Hubo un murmullo, cuchicheos.
Yesi se giró con calma, le sonrió con sorna y dijo:
—¿Y vos qué sabés, Patricia? Mirá, decís eso porque no te lo montás como yo. Pero igual… no te preocupes, no pienso compartir más.
Y entonces se giró hacia Tito, lo agarró de la mano y se lo llevó, dejando a Patricia con la boca abierta.
—Vos sabés lo que me ven, ¿verdad, Tito? —le susurró al oído mientras caminaban—. Me ven rica.
Entraron a su casa, cerraron la puerta y sin decir más, se devoraron.
Yesi se le trepó encima, lo besó con lengua y fuego, se bajó la bombacha y lo montó con toda su carne viva y palpitante.
—Ahora solo quiero quedarme contigo —jadeó ella, moviéndose como tormenta, con las tetas rebotando, las nalgas tronando contra sus muslos—. Solo vos, Tito. Solo vos me hacés acabar así.

Él no podía ni respirar. Ella lo apretaba, lo exprimía, lo montaba como si quisiera tatuarse su nombre por dentro. Le chupó la pija, se lo metió en la concha, lo cabalgó, lo tomó en todas las posiciones, sin descanso, hasta dejarlo seco, temblando, con los ojos perdidos en el techo.
Y cuando ella se acurrucó a su lado, ronroneando de placer, Tito la abrazó con lo poco de energía que le quedaba y le dijo:
—Yesi... ¿querés ser mi novia? Te lo juro… nunca más voy a mirar a otra.

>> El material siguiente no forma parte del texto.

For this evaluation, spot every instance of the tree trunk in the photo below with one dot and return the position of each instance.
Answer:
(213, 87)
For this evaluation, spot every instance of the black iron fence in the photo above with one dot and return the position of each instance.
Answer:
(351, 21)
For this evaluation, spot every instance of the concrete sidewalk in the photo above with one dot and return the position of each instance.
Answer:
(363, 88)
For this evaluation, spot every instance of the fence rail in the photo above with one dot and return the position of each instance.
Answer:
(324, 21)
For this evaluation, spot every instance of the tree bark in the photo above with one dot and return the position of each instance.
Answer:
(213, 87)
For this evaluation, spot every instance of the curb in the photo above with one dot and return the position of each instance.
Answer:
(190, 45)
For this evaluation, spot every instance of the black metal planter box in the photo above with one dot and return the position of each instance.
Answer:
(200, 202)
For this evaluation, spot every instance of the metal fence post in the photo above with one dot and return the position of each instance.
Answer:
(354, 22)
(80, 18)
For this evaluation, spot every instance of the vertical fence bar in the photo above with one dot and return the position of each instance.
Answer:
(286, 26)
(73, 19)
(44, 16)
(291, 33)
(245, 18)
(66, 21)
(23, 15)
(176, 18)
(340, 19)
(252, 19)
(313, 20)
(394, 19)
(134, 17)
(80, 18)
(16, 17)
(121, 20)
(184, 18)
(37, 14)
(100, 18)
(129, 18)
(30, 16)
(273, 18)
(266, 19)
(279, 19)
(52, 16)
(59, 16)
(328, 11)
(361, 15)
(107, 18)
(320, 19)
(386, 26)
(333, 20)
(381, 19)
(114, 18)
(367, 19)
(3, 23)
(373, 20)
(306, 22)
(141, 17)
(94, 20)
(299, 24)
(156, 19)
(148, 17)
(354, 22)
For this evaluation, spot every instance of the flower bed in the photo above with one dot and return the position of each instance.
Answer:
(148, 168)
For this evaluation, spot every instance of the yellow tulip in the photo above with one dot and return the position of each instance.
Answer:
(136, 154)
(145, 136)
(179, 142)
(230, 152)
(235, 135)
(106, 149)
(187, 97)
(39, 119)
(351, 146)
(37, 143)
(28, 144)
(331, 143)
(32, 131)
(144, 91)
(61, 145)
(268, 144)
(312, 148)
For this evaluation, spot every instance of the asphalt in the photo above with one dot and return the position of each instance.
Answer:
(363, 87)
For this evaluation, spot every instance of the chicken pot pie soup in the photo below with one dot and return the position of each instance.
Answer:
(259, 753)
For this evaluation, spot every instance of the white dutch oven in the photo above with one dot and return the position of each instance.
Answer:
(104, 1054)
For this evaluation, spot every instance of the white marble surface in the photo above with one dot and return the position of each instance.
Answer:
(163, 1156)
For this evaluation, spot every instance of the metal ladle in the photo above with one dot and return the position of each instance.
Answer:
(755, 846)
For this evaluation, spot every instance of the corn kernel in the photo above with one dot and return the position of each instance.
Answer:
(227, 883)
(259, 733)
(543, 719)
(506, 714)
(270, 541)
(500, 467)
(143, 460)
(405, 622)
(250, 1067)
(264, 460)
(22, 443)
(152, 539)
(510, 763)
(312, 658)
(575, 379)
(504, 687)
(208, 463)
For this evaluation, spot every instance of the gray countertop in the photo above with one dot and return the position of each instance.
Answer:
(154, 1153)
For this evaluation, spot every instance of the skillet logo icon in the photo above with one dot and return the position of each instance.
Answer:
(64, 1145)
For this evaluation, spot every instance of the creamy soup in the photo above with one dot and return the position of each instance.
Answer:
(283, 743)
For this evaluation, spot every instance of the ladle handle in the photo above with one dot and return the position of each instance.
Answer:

Sos mi gordita, mi reina. No quiero nada más que esto. Que vos.
Ella lo miró, con los ojos brillando.
—Acepto, pero con una condición...
—¿Cuál?
—Que me la metas todas las noches así. Si no, me pongo brava.
Tito sonrió, rendido.
—Trato hecho, mi amor.
Y en Sapo Grande, esa noche, hubo un hombre menos disponible... y una gordita más feliz que nunca.